Нынешние заставские деды не помнили, когда поселились здесь токари Игнатьевы, знали только, что нескладно был построен бревенчатый дом, да зато крепко сшит и потому выдержал без капитального ремонта много десятилетий. Здесь родился и вырос Дмитрий Иванович, здесь родились и выросли его дети. Не раз предлагали Игнатьеву перебраться в большую квартиру в центре города, но каждый раз он отнекивался. Так и звали на заводе этот переулок Игнатьевским, хотя в планах города именовался он по-давнему Безымянным.

Тесно было семье в двух маленьких комнатах нижнего этажа. В крохотном мезонине жила Таня, и там любил проводить свободные вечера Дмитрий Иванович, помогая дочери учить уроки и решая для нее особенно трудные задачи. Таня была любимицей отца, и часто допоздна он засиживался в мезонине, беседуя с нею.

Она не могла и минуты провести без дела. В праздничные дни вставала рано и обязательно занималась уборкой квартиры, мыла полы, до блеска начищала медные кастрюли на кухне. Обычно она раньше всех возвращалась домой, ежедневно ходила в магазин за покупками, варила обед, помогала матери мыть посуду и все-таки успевала приготовить уроки.

Дмитрию Ивановичу нравилась резковатая прямота дочери в отношениях с товарищами, требовательность в дружбе, постоянство в привязанностях.

У Степана всегда множество приятелей и приятельниц, он вечно живет, что называется, «душа нараспашку». Тане гораздо труднее сдружиться с людьми. Зато Степан и легче расставался с товарищами, а Танина дружба была крепка: маленькие девочки, вместе с которыми она училась в первом классе, стали долговязыми девицами, но по-прежнему души в ней не чаяли.

Степан удивлял родителей сменой своих увлечений и неустойчивостью вкусов. Зато Таня — постоянна: еще в третьем классе она сказала, что будет учительницей в той самой заставской школе, где столько лет проработала ее мать, — и вот занимается в педагогическом институте, с каждым годом приближая исполнение своей детской мечты.

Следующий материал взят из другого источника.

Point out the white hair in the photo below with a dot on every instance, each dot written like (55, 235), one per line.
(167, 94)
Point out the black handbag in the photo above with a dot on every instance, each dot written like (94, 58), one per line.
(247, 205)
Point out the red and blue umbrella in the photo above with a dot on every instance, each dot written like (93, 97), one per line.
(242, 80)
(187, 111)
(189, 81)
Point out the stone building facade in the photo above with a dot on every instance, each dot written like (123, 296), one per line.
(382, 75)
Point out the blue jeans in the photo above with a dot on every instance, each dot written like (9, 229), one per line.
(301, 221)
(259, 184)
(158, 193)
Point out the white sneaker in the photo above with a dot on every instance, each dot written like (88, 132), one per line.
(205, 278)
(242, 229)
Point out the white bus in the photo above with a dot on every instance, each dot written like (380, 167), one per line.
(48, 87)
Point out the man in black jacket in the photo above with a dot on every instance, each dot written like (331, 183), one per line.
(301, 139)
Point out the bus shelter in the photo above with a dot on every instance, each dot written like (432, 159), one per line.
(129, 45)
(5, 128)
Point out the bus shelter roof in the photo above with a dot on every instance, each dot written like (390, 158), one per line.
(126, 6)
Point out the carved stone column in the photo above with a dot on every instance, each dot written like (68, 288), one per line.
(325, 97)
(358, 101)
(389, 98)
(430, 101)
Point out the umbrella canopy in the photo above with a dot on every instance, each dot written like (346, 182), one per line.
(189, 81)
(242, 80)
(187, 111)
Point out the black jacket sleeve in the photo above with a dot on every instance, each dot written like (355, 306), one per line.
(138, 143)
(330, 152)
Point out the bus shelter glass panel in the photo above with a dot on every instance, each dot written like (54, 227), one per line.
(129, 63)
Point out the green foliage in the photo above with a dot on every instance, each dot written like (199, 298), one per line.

Таня очень любила братьев, особенно старшего, Емельяна — командира взвода пограничных войск. Уже два года, как уехал Емельян из Ленинграда, — и разлука эта тяжела для всей семьи. Да и Степан иначе вел себя, когда старший брат был дома. Приезду Емельяна всегда радовались, но на этот раз за несколько дней до семейного праздника — годовщины свадьбы родителей — Емельян известил телеграммой, что в отпуск приехать не сможет.


Все в доме уже спали, а Дмитрий Иванович еще долго сидел за столом, перебирая письма давних времен и вспоминая первую встречу с Владимиром Ильичей Лениным, ссылку, возвращение в Питер, канун грозы девятьсот пятого года.

Как-то незаметно мысли перешли к нынешним дням, к заводу, к семье, и старик признался самому себе, что есть у него заноза в душе — Степан.

Чувствуя недовольство отца, сын с начала зимы старался как можно реже попадаться на глаза родителям.

Вернувшись из школы, он обычно наскоро обедал и, взяв под мышку учебники и тетради, не застегнув пальто, с шапкой в руке, убегал из дому. Матери он говорил, что идет к товарищу готовить уроки, но на самом деле уезжал на трамвае в центр — на танцульки или на каток. Дмитрий Иванович понимал то, чего не видела мать, но, встречая Степана, ни о чем его не расспрашивал.

Завтра уже нельзя избежать серьезного разговора… Директор школы прислал Дмитрию Ивановичу приглашение зайти вместе с сыном в ближайший вечер.

В этот день отец вернулся с работы раньше обычного. После обеда он вынул из кармана кисет и медленно начал набивать свою любимую коротенькую трубочку.

Степан сидел неподвижно, уставив глаза в книгу, но ничего разобрать не мог, строчки прыгали и танцевали, и даже рисунки казались странными и непонятными.

— Ну-с… — сказал Дмитрий Иванович, и Степан отложил в сторону книжку: теперь-то было ясно, что серьезный разговор начнется. — Тебе, конечно, известно, что сегодня нам предстоит неприятная встреча…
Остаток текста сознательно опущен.